Ghosts of Web Pages Past
I just found one of my old web pages mirrored on someone’s Tripod site. Old, as in a page I put up twelve years ago.
It’s just a long article on the state-of-the-art in x86 processors. State of the art circa 1994. I posted this on my personal web site, one of a series of handouts I was using for CS 132, Computer Organization and Architecture.
To quote the last line of the page:
"The information in this
file was researched in mid-1994 to early 1995, and some or all of the data
presented may be out of date."
Creepy, because I’d taken that page down ten years ago, and to my knowledge only one other person asked for permission to mirror it (and this guy wasn’t him). I’d written that web page way back when we were using Lynx and Mosaic. Don’t know where else it went before this guy put it on his page.

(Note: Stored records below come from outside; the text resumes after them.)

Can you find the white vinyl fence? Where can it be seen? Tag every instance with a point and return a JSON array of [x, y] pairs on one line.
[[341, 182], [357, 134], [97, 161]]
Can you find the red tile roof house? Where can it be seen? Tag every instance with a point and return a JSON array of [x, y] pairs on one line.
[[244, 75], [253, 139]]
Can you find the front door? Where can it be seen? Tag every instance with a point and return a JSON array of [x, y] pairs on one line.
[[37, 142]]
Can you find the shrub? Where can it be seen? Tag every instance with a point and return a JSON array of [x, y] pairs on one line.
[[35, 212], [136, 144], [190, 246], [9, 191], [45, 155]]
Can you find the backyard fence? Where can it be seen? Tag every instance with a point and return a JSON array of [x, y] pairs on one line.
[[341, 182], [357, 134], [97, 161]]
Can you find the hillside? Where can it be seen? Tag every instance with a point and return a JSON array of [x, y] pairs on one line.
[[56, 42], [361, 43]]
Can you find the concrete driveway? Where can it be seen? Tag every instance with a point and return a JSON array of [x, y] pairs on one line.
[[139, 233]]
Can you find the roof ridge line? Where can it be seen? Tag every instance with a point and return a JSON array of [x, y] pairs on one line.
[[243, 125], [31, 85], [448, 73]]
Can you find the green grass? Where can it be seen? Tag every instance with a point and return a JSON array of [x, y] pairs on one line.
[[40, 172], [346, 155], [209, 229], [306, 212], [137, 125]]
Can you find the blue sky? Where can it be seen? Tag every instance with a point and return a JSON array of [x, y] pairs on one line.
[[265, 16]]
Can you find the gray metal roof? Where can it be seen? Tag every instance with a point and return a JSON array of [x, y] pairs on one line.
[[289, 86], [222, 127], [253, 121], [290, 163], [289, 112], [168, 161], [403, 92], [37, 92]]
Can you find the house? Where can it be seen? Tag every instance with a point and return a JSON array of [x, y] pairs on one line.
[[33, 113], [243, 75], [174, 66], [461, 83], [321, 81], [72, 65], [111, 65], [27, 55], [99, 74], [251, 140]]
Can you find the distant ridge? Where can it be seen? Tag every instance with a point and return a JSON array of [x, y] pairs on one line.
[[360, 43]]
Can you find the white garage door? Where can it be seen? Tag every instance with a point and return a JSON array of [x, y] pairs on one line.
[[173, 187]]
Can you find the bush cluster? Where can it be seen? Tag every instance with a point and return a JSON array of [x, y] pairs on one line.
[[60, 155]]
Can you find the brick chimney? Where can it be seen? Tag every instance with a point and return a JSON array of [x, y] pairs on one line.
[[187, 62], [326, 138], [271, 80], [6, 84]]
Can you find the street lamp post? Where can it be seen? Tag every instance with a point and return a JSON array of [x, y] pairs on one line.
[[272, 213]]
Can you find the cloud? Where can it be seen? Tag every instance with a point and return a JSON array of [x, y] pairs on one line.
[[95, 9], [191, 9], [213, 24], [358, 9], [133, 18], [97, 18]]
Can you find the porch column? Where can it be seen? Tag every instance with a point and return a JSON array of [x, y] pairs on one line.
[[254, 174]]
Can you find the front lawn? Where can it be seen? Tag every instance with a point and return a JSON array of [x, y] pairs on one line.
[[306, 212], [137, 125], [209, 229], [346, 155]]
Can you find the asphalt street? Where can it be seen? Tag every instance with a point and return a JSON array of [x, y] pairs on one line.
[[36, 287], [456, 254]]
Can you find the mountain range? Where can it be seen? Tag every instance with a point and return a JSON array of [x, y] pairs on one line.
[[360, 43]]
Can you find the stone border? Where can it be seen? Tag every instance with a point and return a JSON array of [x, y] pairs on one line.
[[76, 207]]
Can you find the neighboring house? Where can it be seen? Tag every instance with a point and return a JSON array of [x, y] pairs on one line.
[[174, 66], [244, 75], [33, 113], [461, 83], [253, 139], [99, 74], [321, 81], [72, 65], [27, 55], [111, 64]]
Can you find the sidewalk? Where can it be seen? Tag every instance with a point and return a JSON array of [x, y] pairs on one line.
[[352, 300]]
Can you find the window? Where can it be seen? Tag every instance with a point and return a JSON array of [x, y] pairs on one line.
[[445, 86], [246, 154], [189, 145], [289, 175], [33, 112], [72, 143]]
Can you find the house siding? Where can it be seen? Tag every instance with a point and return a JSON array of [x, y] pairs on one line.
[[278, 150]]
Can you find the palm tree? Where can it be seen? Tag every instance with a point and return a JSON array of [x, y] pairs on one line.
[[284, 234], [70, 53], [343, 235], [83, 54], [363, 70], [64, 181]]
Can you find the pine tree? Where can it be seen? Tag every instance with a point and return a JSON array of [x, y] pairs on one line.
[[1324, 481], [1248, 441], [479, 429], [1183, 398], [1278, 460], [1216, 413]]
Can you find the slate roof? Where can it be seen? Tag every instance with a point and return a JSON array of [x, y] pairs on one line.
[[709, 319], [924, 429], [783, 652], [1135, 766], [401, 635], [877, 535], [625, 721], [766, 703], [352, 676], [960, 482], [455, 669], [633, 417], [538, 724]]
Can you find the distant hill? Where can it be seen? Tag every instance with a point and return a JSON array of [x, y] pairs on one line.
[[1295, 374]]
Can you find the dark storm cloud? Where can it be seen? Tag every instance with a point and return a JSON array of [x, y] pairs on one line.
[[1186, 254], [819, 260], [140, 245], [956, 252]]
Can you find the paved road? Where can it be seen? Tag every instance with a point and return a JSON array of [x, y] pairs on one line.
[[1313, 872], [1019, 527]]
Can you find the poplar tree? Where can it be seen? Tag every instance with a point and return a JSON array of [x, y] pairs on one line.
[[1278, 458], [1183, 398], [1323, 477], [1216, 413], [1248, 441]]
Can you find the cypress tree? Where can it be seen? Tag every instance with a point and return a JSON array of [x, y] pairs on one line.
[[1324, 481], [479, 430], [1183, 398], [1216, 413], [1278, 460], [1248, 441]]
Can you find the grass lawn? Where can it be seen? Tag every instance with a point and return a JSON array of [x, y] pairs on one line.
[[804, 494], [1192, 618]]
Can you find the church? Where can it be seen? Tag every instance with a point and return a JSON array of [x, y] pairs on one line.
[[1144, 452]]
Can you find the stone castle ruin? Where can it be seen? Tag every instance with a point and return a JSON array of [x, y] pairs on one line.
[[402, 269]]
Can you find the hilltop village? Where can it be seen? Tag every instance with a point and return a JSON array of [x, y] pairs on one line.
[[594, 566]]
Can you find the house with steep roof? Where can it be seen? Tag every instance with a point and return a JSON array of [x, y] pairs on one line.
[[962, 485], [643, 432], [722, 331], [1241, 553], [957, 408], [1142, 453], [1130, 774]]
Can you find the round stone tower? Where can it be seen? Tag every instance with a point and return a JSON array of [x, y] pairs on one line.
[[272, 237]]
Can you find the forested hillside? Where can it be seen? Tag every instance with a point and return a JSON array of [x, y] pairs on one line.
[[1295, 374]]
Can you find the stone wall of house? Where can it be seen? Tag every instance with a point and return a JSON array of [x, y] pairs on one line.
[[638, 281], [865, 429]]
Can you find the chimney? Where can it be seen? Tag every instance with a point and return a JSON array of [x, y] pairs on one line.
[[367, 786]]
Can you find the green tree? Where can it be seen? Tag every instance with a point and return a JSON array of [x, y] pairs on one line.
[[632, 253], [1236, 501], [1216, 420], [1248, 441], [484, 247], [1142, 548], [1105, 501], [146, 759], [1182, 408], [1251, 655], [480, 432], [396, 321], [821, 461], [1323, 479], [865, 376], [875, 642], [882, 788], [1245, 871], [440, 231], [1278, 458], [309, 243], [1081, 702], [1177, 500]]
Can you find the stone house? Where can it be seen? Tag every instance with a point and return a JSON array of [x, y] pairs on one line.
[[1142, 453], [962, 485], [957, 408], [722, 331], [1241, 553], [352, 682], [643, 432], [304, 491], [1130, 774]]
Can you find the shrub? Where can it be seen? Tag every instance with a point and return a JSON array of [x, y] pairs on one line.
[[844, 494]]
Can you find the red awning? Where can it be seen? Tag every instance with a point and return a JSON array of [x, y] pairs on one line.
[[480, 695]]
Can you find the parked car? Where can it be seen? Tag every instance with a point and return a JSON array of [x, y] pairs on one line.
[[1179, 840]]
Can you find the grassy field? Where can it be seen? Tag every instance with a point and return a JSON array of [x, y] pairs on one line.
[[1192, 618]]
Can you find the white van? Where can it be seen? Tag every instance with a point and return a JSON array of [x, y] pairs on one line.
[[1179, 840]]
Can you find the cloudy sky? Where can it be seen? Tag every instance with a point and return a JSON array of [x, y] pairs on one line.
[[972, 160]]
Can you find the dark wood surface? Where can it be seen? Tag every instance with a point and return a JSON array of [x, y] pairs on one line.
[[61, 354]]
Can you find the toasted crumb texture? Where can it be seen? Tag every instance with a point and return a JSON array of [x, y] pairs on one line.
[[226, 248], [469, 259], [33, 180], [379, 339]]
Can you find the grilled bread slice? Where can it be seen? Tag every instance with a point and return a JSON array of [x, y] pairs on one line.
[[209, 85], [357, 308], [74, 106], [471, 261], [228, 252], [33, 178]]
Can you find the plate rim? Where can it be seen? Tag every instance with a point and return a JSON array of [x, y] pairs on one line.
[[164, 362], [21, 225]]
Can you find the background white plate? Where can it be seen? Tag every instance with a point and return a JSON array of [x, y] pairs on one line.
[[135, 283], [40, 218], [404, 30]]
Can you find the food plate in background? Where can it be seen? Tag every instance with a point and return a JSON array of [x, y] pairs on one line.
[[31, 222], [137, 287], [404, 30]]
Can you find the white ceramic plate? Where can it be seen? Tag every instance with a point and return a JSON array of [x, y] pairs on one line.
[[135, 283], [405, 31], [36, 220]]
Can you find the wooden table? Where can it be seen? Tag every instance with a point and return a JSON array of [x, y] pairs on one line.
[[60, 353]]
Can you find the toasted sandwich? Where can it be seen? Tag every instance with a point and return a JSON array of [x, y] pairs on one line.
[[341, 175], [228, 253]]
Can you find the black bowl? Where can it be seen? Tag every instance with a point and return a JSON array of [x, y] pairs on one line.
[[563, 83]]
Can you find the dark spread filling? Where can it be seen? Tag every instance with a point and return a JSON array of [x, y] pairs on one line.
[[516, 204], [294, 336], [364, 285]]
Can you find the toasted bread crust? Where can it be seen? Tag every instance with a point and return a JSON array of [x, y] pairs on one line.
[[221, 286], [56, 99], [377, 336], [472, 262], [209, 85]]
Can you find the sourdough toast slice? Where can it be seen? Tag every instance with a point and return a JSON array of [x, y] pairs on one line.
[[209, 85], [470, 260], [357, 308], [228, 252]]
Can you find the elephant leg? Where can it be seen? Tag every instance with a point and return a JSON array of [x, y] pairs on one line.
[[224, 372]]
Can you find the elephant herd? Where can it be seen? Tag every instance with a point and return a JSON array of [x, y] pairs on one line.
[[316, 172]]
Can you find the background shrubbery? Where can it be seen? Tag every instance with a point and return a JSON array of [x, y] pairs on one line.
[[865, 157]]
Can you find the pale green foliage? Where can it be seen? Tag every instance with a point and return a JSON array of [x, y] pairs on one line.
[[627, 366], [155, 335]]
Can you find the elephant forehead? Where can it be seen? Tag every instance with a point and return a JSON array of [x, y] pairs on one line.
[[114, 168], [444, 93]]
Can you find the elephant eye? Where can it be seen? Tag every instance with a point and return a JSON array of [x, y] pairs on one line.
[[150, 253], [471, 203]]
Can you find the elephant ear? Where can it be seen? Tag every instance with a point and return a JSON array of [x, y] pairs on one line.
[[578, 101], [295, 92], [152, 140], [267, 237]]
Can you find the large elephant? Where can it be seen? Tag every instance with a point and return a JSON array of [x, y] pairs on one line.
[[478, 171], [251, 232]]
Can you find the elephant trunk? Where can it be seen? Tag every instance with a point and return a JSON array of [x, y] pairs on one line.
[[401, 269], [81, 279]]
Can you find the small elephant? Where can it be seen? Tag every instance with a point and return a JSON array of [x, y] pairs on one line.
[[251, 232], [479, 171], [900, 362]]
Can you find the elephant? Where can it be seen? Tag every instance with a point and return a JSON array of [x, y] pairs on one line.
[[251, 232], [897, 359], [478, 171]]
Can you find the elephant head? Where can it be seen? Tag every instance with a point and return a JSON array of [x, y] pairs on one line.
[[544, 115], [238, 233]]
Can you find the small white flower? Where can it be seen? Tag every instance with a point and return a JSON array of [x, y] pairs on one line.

A quick look around Google (ego-surfing: punching your name into Google to find out how many pages register hits) shows me one of my Java programs (actually, the very first Java program I’d written) being used to teach EVSC 430L at virginia.edu.
The timestamp on TreeTest.java reads 96/02/12. I’m cringing at the sight of my decade-old code (which I actually translated directly from Pascal to Java, with all the attendant non-OO structures) embarrassingly posted on someone else’s website.
I guess it’s true that anything you do online is forever saved in the dark corners of the Internet.
They did bring back nice memories of that time - I’d just enrolled in Graduate School, and everything was so new. Nobody knew what this Internet was (except for us geeks in the Computer Science Division) and for us, the Internet consisted of email, USENET and FTP sites.
Back then, to get on the Internet you had to share time on a couple of VT100 terminals (amber text) hooked up via serial ribbon cable to mudspring.uplb.edu.ph - our Sparc IPX. There were only two machines visible on uplb.edu.ph - makiling, a 386 running BSD/386 which was our main DNS and mail server, and mudspring, where the grad student accounts were kept.
I remember spending too much time on USENET. I remember the glory days of SimTel.
I remember writing a dining philosophers simulator using LWP on SunOS 4.x. That was stupid. But fun.
I remember stringing several meters of ribbon cable outside the window from the server room to our office, and wrestling with Trumpet Winsock on Windows 3.11 for Workgroups. I remember the first time I was able to get Mosaic running over a SLIP connection (and how we were happy if we were able to run it for more than two hours without crashing).
I have been on the Internet for over twelve years now. Damn but that makes me feel old.
May 5th, 2007 at 9:13 am
Dining philosophers… in my first run, my philosophers won’t dine… so we all went out to eat. Haha!
I remember CSDiv had more people during weekends than weekdays… Saturday morning ’til Sunday night was Internet time! And, hey, you forgot to include Talk and Y-talk! Hehehe! And when you find someone in the Net, he/she is either a computer science/engineering student/faculty or some geek.

And the CS125 lab days when we would hear students go “Sir/Ma’am, we got no connection..” … in sequence.